GSoC Final Report : Drug Target Selection and Validation

GSoC project: Drug Target Selection and Validation

Project goals

The primary objective of this project was to develop infrastructure for target selection and validation. The original plan was to integrate ConPLex for target selection and ESM for target validation within DeepChem. However, ConPLex and ESM couldn’t be used independently for drug target selection and validation. The project evolved significantly from the initial proposal. While adhering to the project’s aim of creating a tutorial for drug target selection and validation, I incorporated multiple tutorials to test hypotheses for drug target selection using ML and LLM. These hypotheses lay the groundwork for integrating a target selection and validation pipeline into DeepChem. The goals were achieved through several tutorials based on a literature review in the field.

Contributions:

  1. Tutorial for predicting protein structure using ESM-2: I developed a tutorial focused on protein structure prediction, introducing the concept of protein folding and how to predict it using ESM-2. The tutorial also includes a method to visualize the resulting protein structures.

  2. Tutorial to introduce druggability and druggability prediction: This tutorial introduces the science of druggability and provides a comprehensive dataset for druggability prediction. It utilizes Fpocket and machine learning to classify proteins into druggable and non-druggable candidates.

  3. Tutorial to predict drug target and disease association for target selection: In this tutorial, I guide users through downloading and processing multiple datasets to construct a protein-disease association network. The datasets include Protein-Protein Interaction (PPI), UniProt sequences, MeSH, OMIM, and more. These are used to build a heterogeneous network to identify protein targets positively correlated with a specific disease. SVDD and Random Forest algorithms are applied for target prediction.

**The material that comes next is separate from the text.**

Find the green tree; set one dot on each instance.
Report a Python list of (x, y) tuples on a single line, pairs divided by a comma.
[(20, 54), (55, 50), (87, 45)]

  4. Tutorial for Drug Target Interaction: This tutorial focuses on predicting drug-target interactions based on protein embeddings generated by ProtBert and small molecule drug targets. It serves as a method for testing the interactions between disease-associated targets identified in the previous tutorial and known drug molecules.

  5. Tutorial to introduce Drug Target Selection and Validation: This tutorial introduces the concepts of drug target selection and validation, integrating the methods discussed in the previous sections, such as druggability assessment and disease association analysis. By combining these approaches, we aim to demonstrate how insilico methods can be effectively used for identifying and validating potential drug targets.

Lessons learned and future plans

This is my second term as a GSoC contributor, and the experience has been both more complex and rewarding. The project demanded extensive reading of scientific papers, a deep understanding of concepts, and the formation of well-founded hypotheses. Documenting my insights in the tutorial was itself a challenge, but it helped me grow in structuring my thoughts, communicating complex ideas clearly, and effectively developing hypotheses. Although the official GSoC contribution period has concluded, I plan to continue working with DeepChem. My goal is to integrate some of the methods I explored into DeepChem’s infrastructure and develop additional tutorials that offer a more comprehensive analysis of drug target selection. Ultimately, I aim to compile my work into a paper, showcasing the tutorials I’ve developed.

Conclusion:

Being part of GSoC with DeepChem has been an incredible opportunity. This experience has greatly enhanced my understanding of scientific development. I’m extremely grateful to Bharath Ramsundar for his unwavering support and mentorship throughout the program. As I continue my research journey, I’m excited to contribute further to DeepChem. This journey has been highly rewarding, and I hope to expand my efforts to help realize DeepChem’s vision in the future.